Le lieutenant-colonel à la retraite Samsudeen Sarr, ancien commandant de l’Armée nationale de la Gambie, a averti que la coalition APEX nouvellement formée pourrait répéter les échecs politiques qui ont suivi la victoire électorale de l’opposition en 2016.

Dans une déclaration publiée cette semaine, le Lt-col. Sarr a mis en doute la crédibilité de la coalition, affirmant qu’elle ignore le déficit de confiance laissé par les promesses non tenues faites aux Gambiens il y a près d’une décennie. Il a rappelé que la coalition de 2016 avait réussi grâce à des assurances portant sur une présidence transitoire de trois ans, des réformes constitutionnelles et la reconstruction institutionnelle — des engagements qui, selon lui, n’ont pas été respectés.

« Les conséquences de cette élection ont rendu les électeurs méfiants à l’égard de la politique de coalition, en particulier des arrangements dépourvus de garanties contraignantes et de mécanismes de redevabilité », a déclaré Sarr. Il a noté qu’APEX n’a pas expliqué comment elle entend empêcher la répétition de ce que de nombreux Gambiens considèrent comme une trahison politique.

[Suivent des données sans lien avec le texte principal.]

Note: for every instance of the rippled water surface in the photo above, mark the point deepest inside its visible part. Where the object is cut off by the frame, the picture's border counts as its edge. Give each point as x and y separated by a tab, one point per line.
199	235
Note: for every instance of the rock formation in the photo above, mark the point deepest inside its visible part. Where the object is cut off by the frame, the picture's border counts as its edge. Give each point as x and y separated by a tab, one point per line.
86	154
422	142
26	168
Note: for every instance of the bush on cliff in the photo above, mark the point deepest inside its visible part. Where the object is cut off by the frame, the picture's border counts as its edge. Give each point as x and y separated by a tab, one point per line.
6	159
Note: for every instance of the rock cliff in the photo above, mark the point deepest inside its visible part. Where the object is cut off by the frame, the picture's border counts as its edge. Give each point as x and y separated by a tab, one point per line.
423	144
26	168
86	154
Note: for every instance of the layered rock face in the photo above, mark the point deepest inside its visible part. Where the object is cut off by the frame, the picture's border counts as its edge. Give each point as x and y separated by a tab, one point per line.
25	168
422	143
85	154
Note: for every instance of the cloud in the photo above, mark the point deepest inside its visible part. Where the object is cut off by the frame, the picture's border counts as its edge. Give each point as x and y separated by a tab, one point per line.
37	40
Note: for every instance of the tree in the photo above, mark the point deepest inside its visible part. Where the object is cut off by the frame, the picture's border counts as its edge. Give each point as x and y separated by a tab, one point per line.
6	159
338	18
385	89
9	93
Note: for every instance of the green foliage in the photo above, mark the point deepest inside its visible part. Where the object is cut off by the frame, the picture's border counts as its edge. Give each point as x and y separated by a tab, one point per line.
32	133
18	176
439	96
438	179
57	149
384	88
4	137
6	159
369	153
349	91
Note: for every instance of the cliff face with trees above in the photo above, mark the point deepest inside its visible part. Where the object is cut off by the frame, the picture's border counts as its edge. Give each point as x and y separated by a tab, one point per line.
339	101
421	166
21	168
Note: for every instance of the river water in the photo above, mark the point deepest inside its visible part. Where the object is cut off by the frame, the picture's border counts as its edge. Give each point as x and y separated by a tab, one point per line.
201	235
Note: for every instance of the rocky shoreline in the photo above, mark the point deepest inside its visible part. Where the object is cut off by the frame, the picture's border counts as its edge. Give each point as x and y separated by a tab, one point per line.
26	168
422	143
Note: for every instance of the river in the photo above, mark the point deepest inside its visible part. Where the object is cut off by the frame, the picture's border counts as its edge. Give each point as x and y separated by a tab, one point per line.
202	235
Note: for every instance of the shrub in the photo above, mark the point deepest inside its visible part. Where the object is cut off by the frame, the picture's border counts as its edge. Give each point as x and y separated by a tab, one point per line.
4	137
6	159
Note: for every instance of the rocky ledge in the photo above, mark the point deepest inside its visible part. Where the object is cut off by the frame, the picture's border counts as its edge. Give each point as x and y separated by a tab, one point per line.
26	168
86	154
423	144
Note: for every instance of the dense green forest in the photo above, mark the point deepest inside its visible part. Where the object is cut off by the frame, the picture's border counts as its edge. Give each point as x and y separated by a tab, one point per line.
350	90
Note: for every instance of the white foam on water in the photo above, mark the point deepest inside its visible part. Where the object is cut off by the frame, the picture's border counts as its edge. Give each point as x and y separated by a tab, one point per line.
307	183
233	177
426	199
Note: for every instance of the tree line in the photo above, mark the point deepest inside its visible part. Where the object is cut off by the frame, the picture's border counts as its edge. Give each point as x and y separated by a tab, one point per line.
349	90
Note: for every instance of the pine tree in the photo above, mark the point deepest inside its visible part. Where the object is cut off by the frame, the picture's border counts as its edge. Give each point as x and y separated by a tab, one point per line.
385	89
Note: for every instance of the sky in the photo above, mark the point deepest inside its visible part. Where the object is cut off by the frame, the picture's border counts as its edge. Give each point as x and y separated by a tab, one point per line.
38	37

L’ancien commandant de l’armée a également exprimé des préoccupations concernant la composition et la visibilité de la direction de la coalition. Il a souligné que certaines figures publiques sont d’anciens responsables gouvernementaux, tandis que d’autres sont peu connues, donnant l’impression qu’APEX est dirigée par des élites politiques plutôt que par une participation de la base.

Sarr a identifié le Parti démocratique uni (UDP) comme un défi majeur à la viabilité de la coalition. « Aucune alliance d’opposition ne peut raisonnablement réussir sans l’UDP », a-t-il déclaré, tout en notant que le parti est peu susceptible d’endosser un candidat en dehors de sa direction établie. Il a soutenu que le fait d’ignorer cette réalité politique affaiblit les fondements stratégiques d’APEX.

Il a ajouté que plusieurs partis d’opposition, dont le PDOIS et le GDC, auraient refusé de rejoindre l’initiative, tandis que d’autres restent électoralement marginaux ou non éprouvés, laissant la coalition sans une base nationale solide. Tirant des leçons des récentes élections au Sénégal, Sarr a déclaré que le changement politique nécessite non seulement l’unité des élites, mais aussi un message clair qui trouve un écho auprès des électeurs, en particulier des jeunes.

Il a conclu qu’à moins qu’APEX ne démontre comment elle compte reconstruire la confiance et se différencier des précédentes tentatives de coalition, les Gambiens sont peu susceptibles de se rallier à une nouvelle alliance de l’opposition à l’approche de l’élection présidentielle de 2026.